South Korea's Constitutional Court adjourned the opening session of the impeachment trial of suspended President Yoon Suk Yeol within minutes on Tuesday, after the embattled leader did not attend court.

A lawyer advising Yoon had said the president, who has been holed up in his hillside villa in Seoul for weeks, would not attend, saying a bid by authorities to detain him prevented Yoon from expressing his position at the trial.

The next trial session is scheduled for Thursday and if Yoon also does not attend, the trial proceedings will go ahead with his legal team representing him, acting chief justice Moon Hyung-bae said.

Outside the court, one of Yoon's lawyers Yoon Kab-keun said the president would decide whether to go to the court in person on Thursday after discussions on his defense strategy.

The Constitutional Court must decide within 180 days whether to remove Yoon from office or restore his presidential powers.
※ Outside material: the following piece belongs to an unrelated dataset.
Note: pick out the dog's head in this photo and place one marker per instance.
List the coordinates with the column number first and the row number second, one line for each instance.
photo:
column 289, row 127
Yoon also faces a criminal investigation for alleged insurrection, with authorities seeking to execute an arrest warrant after he ignored summons to appear for questioning.

"A legitimate warrant must exist, and... it must be legally presented and executed," which does not mean "jumping fences or damaging property without presenting a warrant", his lawyer Yoon said, repeating that the current arrest warrant was invalid.
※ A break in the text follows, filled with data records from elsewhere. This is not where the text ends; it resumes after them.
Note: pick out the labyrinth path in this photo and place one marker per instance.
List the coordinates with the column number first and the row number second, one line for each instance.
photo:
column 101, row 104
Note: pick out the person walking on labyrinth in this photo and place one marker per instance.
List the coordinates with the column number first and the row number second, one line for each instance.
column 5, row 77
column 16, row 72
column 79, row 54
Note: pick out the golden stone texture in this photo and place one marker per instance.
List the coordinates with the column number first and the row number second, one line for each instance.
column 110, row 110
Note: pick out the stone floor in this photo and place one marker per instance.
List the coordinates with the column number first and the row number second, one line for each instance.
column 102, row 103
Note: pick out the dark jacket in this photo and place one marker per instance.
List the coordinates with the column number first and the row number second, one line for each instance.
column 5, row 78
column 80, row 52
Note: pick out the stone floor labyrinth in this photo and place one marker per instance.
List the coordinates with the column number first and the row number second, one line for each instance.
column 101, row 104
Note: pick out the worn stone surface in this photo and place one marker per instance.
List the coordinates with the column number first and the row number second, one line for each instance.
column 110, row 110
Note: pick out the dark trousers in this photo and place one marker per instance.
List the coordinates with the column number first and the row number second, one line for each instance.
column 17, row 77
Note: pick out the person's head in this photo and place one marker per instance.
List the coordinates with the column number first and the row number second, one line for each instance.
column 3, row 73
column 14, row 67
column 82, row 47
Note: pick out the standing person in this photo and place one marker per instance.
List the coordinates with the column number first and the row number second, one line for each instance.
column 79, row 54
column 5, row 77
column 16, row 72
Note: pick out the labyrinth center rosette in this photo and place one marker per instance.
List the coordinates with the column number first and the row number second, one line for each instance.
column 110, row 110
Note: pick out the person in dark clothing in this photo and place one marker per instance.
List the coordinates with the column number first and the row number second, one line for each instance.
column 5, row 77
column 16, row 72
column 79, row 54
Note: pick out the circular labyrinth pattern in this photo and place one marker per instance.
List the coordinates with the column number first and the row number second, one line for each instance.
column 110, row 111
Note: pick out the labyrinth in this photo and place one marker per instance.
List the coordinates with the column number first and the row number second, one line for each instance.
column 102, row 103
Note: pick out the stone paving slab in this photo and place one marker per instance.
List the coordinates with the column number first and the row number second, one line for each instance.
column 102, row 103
Yoon's declaration of martial law on Dec. 3 that was withdrawn after about six hours has plunged one of Asia's most vibrant democracies into a period of unprecedented political turbulence.
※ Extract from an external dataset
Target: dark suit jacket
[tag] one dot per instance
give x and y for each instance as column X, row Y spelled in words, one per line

Yoon's chief of staff said on Tuesday that Yoon's office can consult with investigating authorities in order to avoid a clash during the execution of the arrest warrant against Yoon.

Yoon could go to a third location outside of his fortified residence, or a visit to his home could be arranged so that investigating authorities could question Yoon, presidential chief of staff Chung Jin-suk said in a statement on Tuesday.

Investigating authorities, including the Corruption Investigation Office for High-ranking Officials (CIO) and the police, have received a re-issued arrest warrant from a South Korean court after their first attempt to detain Yoon for questioning failed after a stand-off with presidential security officers earlier this month.

CIO, the police and Presidential Security Service (PSS) met on Tuesday to discuss the execution of the latest arrest warrant, investigating authorities said in a statement.

At the meeting, police and CIO asked the PSS for cooperation in executing the warrant peacefully and safely, and were awaiting a response.

The defense ministry said on Tuesday that military forces in charge of presidential security would not be mobilized in relation to Yoon's warrant execution.

Amid South Korea's political chaos, North Korea launched several short-range ballistic missiles on Tuesday, coinciding with a visit to Seoul by Japanese Foreign Minister Takeshi Iwaya, and less than a week before US President-elect Donald Trump takes office.

South Korean lawmakers, after being briefed by the National Intelligence Service, said on Monday that the North's recent weapons tests were partly aimed at "showing off its US deterrent assets and drawing Trump's attention".